Cada sentimiento favorece unas acciones y entorpece otras. Por tanto, los sentimientos favorecen o entorpecen una vida psicológicamente y espiritualmente sana, y también favorecen o entorpecen la práctica de las virtudes o valores que deseamos alcanzar. No puede olvidarse que la envidia, el egoísmo, la soberbia o la pereza, son ciertamente carencias de virtud, pero también son carencias de la adecuada educación de los sentimientos que favorecen o entorpecen esa virtud. Puede decirse por tanto que la práctica de las virtudes favorece la educación del corazón, y viceversa.
Muchas veces se olvida que los sentimientos son una poderosa realidad humana, una realidad que —para bien o para mal— es habitualmente lo que con más fuerza nos impulsa o retrae en nuestro actuar. En ocasiones se ha tendido a descuidar su educación, quizá por la confusa impresión de que son algo oscuro y misterioso, poco racional, casi ajeno a nuestro control; o quizá por confundir sentimiento con sentimentalismo o sensiblería; o porque la educación de la afectividad es una tarea difícil, que requiere discernimiento y constancia, y quizá por eso se elude casi sin darnos cuenta.
Los sentimientos aportan a la vida gran parte de su riqueza, y resultan decisivos para una vida lograda y feliz. “Lo que se necesita para conseguir la felicidad, no es una vida cómoda sino un corazón enamorado”. Y para ello hay que educar el corazón, aunque no siempre sea una tarea fácil. Todos contamos con la posibilidad de conducir en bastante grado nuestros sentimientos. No debemos caer en el fatalismo de pensar que apenas pueden educarse, y considerar por eso que las personas son indefectiblemente de una manera o de otra, y que son generosas o envidiosas, tristes o alegres, cariñosas o frías, optimistas o pesimistas, como si eso fuera algo que responde a una inexorable naturaleza casi imposible de modificar.
Es cierto que las disposiciones sentimentales tienen una componente innata, cuyo alcance resulta difícil precisar. Pero está también el poderoso influjo de la familia, de la escuela, de la cultura en que se vive, de la fe. Y está, sobre todo, el propio esfuerzo personal por mejorar, con la gracia de Dios. Porque como junto a la familia, hemos citado anteriormente también la educación – tantas veces inseparables- me detendré siquiera un poco en la importante “fuerza de la educación”.

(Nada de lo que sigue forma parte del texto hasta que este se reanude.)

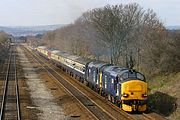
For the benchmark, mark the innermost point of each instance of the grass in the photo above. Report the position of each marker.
(164, 95)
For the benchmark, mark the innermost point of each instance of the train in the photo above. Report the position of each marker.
(125, 87)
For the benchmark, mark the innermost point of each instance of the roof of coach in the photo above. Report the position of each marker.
(42, 47)
(115, 70)
(97, 64)
(72, 57)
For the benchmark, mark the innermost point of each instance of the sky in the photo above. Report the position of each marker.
(48, 12)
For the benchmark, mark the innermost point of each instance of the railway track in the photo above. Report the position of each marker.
(89, 105)
(10, 105)
(92, 101)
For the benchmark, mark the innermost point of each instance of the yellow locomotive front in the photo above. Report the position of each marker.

Entre el sentimiento y la conducta hay un paso importante. Por ejemplo, se puede sentir miedo y actuar valientemente. O sentir odio y perdonar. En ese espacio entre sentimientos y acción está la libertad personal. Se produce entonces una decisión personal, que está en parte en ese momento concreto y en parte antes, en el proceso previo de educación y autoeducación. A lo largo de la vida se va creando un estilo de sentir, y también un estilo de actuar. Siguiendo con el ejemplo, una persona miedosa o rencorosa se ha acostumbrado a reaccionar cediendo al miedo o al rencor que espontáneamente le producen determinados estímulos, y esto ha creado en él un hábito más o menos permanente. Ese hábito le lleva a tener un estilo de responder afectivamente a esas situaciones, hasta acabar constituyéndose en un rasgo de su carácter.

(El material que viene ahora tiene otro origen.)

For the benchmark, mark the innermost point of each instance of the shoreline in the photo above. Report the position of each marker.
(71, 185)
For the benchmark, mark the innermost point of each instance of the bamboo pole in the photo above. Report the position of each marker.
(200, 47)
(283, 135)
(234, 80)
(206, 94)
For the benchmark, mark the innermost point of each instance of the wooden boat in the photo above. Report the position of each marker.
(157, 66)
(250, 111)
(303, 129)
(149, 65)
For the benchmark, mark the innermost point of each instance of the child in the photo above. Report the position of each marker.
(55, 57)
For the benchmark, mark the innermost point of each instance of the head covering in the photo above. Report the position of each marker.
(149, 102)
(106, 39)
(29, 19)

A modo de inciso que apenas necesita comentario, digo, que de cuanto llevo escrito más lo que venga si Dios es servido, todas cuantas veces cite al corazón como fuente de afectos y sentimientos, saben que no es atribuible a esta víscera imprescindible, sino al cerebro donde creemos que residen. Aunque se lo diga “de corazón”. Hecha esta ¿innecesaria? salvedad, prosigo el orden preestablecido.

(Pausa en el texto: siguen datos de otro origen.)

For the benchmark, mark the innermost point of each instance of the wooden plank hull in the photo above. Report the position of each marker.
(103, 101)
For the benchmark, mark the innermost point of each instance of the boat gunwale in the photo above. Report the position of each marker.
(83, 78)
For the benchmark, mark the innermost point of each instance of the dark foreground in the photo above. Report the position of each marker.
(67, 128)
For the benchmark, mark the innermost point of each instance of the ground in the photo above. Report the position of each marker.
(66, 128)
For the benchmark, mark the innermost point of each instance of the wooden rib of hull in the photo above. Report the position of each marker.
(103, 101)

En definitiva, no podemos cambiar nuestra herencia genética, ni nuestra educación hasta el día de hoy, pero sí podemos pensar en el presente y en el futuro, con una confianza profunda en la gran “capacidad de transformación” del hombre a través de la formación, del esfuerzo personal y de la gracia de Dios. Pongo las comillas con el recuerdo del gran genio de la música: Ludwig van Beethoven, el que, nacido de padre alcohólico, o no tuvo tan nefasta herencia genética o tuvo esa gran capacidad de transformación dicha con la que nos legó sus inestimables odas y sinfonías; alcoholismo que llevó a su padre a la cárcel y miseria y a las cimas más elevadas de ensimismamiento musical las obras de su hijo. Ergo creo que quedan así justificadas las comillas que bien sé no conviene abusar.